One might assume that there’s a rigorous process in place to ensure that the 40,000-plus products certified with the federal government’s Energy Star rating are, well, energy-efficient. The labels influence consumer behavior, and the government subsidizes the purchase of these products.
GAO’s investigation shows that Energy Star is for the most part a self-certification program vulnerable to fraud and abuse. GAO obtained Energy Star certification for 15 bogus products, including a gas-powered alarm clock. Two bogus products were rejected by the program and 3 did not receive a response.
That’s a .750 batting average — not for Energy Star, but for the fake products.
The manner in which the fake products were certified is alarming. One of the products, a computer monitor, received Energy Star approval within 30 minutes of its application, GAO reports. Four more were approved within 24 hours.
Another product, a geothermal heat pump, elicited no attempt by Energy Star to verify its efficiency claims, even though it was pitched as being “more efficient than any product listed as certified on the Energy Star Web site at the time of the submission.” Ditto for a dehumidifier that claimed to beat the most efficient product on the market by at least 20 percent.
To the left, you can see one of the fake products: Nothing more than a space heater with a feather duster attached to it, described in its application as an “air room cleaner.”
Applications were sent to both the Environmental Protection Agency and the Department of Energy.
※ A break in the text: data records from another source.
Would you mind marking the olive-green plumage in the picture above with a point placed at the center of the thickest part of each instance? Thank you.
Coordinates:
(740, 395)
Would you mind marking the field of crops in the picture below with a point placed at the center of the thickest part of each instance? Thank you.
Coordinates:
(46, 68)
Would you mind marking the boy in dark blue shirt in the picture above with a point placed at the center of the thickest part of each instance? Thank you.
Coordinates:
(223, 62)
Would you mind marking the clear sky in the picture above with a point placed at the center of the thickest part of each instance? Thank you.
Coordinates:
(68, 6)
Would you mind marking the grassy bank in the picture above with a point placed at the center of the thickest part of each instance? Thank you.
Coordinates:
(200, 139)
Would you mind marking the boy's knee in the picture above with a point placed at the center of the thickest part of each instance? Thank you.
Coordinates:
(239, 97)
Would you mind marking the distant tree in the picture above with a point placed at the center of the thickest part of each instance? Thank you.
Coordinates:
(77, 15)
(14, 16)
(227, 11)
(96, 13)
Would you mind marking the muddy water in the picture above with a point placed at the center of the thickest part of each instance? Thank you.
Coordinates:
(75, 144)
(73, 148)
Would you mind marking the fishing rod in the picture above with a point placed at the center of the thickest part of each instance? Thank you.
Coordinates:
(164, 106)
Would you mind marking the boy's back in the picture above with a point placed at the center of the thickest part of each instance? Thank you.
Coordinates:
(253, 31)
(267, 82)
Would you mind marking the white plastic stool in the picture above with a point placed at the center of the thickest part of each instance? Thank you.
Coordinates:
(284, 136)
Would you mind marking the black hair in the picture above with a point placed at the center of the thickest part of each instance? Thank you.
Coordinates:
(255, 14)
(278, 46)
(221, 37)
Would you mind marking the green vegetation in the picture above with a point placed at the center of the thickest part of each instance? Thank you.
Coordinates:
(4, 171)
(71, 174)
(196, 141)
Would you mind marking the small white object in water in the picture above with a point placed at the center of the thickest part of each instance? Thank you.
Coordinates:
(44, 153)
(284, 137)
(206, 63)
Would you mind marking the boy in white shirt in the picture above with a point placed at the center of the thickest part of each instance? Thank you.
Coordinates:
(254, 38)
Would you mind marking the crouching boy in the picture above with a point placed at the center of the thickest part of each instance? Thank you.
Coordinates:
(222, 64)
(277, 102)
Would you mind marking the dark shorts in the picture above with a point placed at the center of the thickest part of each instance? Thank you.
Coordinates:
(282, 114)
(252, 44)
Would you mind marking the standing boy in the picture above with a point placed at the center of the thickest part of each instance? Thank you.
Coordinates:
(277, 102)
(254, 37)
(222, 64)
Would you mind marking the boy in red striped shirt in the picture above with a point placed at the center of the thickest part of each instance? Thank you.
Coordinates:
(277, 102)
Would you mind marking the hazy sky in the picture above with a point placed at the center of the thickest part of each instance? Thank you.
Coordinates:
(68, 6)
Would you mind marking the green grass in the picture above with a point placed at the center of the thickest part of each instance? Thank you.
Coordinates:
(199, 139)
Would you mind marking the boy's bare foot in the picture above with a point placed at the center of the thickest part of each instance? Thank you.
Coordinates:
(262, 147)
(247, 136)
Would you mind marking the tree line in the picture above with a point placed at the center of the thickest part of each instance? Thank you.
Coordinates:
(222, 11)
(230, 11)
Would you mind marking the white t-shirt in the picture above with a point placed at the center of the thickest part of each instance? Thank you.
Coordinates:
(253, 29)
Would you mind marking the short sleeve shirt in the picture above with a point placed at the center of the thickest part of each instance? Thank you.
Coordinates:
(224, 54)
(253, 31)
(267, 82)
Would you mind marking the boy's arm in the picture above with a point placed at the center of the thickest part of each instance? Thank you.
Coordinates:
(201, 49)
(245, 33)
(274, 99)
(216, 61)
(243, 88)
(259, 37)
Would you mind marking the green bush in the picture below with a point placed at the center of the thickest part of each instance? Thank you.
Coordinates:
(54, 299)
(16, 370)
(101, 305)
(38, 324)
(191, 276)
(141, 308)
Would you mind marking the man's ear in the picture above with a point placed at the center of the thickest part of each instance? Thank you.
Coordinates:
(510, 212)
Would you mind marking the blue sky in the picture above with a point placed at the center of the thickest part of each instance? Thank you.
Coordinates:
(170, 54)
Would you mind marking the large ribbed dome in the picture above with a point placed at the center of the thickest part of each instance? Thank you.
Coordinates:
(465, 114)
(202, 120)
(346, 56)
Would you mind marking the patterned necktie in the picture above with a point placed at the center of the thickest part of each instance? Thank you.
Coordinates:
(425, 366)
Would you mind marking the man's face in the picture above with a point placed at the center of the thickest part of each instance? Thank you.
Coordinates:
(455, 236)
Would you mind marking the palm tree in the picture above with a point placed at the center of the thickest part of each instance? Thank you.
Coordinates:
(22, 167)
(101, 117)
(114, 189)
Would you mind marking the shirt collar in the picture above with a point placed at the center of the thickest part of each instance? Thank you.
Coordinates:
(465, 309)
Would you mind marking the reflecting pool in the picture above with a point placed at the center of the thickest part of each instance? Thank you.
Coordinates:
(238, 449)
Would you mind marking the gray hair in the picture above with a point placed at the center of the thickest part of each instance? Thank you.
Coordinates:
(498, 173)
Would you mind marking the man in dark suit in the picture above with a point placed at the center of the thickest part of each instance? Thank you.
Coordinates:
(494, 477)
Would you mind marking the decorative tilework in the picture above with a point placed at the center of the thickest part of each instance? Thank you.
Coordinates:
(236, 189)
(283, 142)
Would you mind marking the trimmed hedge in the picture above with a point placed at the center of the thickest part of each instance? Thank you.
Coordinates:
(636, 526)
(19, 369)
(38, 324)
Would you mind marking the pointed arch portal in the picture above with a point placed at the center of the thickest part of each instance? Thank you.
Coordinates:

Each was equally bad, approving three-quarters of the applications.
Worse, the four bogus firms which the GAO set up to market these fake wares all were granted status as “Energy Star partners” without verification within two weeks of applying. Partnership status gives a company “unlimited access to Energy Star logos and other promotional resources,” GAO reports.
GAO notes that Energy Star claims to verify products’ efficiency claims after they are approved for the label, but that previous investigations by GAO and other government agencies have concluded that these controls don’t work.
Somehow, I don’t think this is what scientist James Lovelock meant when he said humans are not “clever enough to handle [as] complex a situation as climate change.”
But don’t worry — health care will be much better, I’m sure.